ProfileGrid WordPress Plugin Insecure Direct Object Reference Vulnerability Allowing Arbitrary Image Modification

A vulnerability exists in the ProfileGrid – User Profiles, Groups and Communities plugin for WordPress, in all versions up to and including 5.9.7.2. The issue is an Insecure Direct Object Reference (IDOR) that allows authenticated users with Subscriber-level access and above to manipulate user profile and cover images.
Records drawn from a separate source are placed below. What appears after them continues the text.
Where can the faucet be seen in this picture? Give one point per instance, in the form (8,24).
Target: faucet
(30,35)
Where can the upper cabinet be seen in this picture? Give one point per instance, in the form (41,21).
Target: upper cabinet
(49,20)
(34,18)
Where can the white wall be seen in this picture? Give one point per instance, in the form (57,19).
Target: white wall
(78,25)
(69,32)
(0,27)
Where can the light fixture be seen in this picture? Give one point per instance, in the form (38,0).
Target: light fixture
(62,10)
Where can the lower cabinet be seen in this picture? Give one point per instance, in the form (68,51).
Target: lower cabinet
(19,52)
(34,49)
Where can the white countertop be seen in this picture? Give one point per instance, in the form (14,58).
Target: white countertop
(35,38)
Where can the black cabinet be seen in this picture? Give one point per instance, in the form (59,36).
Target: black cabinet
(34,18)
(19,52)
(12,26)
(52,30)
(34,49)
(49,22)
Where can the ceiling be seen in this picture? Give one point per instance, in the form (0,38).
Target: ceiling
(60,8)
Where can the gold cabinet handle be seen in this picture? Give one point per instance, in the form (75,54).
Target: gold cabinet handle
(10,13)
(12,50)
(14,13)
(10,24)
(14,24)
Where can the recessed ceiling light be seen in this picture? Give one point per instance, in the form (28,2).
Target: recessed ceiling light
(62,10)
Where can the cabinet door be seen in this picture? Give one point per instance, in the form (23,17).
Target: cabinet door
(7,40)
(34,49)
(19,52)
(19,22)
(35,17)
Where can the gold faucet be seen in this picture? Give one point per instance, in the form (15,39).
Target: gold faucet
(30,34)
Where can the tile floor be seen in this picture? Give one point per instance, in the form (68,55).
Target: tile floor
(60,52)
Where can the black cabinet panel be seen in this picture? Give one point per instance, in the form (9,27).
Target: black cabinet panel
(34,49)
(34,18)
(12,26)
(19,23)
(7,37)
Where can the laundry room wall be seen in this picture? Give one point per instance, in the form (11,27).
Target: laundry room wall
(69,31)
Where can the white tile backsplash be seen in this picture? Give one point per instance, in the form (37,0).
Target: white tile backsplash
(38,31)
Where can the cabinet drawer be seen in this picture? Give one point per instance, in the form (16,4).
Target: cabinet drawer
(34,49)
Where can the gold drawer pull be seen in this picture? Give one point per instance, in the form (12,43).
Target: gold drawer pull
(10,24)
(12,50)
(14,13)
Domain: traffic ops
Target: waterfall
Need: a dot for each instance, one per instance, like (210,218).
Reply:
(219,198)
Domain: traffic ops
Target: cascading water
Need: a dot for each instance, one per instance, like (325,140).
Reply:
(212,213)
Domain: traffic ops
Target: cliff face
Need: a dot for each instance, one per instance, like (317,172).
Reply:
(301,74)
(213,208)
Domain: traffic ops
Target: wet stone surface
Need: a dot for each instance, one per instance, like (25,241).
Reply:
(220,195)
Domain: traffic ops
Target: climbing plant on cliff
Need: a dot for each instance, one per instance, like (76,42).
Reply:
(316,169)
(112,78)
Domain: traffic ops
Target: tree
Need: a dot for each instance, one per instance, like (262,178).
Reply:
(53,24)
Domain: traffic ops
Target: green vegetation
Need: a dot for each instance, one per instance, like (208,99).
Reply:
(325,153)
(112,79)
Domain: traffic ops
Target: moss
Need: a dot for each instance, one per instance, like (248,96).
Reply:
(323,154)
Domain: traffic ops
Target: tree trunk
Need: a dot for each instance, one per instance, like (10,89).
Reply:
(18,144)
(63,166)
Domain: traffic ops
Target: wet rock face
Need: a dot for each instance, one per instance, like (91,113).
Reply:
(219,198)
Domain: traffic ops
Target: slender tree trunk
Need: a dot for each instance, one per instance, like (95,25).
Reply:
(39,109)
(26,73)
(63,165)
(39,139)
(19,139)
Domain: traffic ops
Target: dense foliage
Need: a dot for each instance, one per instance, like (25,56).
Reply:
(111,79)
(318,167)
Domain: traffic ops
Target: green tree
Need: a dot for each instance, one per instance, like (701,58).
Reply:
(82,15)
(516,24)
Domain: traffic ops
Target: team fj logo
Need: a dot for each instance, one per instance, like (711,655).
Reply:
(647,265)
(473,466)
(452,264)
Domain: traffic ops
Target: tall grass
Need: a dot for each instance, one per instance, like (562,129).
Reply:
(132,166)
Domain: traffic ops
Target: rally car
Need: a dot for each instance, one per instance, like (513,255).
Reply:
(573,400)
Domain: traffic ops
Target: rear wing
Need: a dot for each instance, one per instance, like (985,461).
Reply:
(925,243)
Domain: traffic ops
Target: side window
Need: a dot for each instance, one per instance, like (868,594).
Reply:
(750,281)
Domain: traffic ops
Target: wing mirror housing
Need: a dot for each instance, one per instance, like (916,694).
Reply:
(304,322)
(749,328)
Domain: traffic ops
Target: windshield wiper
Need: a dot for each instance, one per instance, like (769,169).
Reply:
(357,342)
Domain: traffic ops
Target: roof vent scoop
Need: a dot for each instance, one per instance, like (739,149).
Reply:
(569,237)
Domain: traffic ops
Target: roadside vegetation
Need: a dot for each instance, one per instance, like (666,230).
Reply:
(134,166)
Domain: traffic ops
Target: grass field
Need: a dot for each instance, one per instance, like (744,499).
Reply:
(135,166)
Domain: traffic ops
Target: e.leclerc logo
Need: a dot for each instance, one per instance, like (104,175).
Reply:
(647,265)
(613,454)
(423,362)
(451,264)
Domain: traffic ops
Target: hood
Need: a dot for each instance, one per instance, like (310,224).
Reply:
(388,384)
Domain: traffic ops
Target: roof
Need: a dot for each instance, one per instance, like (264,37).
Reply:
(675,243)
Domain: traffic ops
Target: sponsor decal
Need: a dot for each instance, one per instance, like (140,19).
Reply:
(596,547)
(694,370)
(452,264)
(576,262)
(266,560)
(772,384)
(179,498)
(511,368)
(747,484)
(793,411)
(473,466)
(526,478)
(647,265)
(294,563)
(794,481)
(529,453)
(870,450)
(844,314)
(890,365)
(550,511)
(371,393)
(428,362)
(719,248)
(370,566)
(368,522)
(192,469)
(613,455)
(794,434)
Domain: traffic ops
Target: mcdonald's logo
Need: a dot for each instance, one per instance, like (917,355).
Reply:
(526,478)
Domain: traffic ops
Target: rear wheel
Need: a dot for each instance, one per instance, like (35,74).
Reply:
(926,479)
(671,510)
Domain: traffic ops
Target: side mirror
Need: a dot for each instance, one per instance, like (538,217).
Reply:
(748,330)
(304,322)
This vulnerability arises because the 'pm_upload_image' and 'pm_upload_cover_image' AJAX actions invoke the update_user_meta() function without proper user authorization checks. As a result, attackers can change any user's profile or cover image, including those of administrators.

Impact

Exploitation of this vulnerability allows for unauthorized modification of user profile and cover images, potentially leading to impersonation or misrepresentation.

Reproduction

To reproduce this vulnerability, an authenticated user with Subscriber-level access or higher can send a request to the 'pm_upload_image' or 'pm_upload_cover_image' AJAX actions. The request must include the 'user_id' parameter specifying the target user, along with the 'attachment_id' of the image to be uploaded. The absence of proper authorization checks allows the user to change the profile or cover image of any user, including administrators.

Remediation

Users are advised to update the ProfileGrid WordPress plugin to version 5.9.7.3 or later.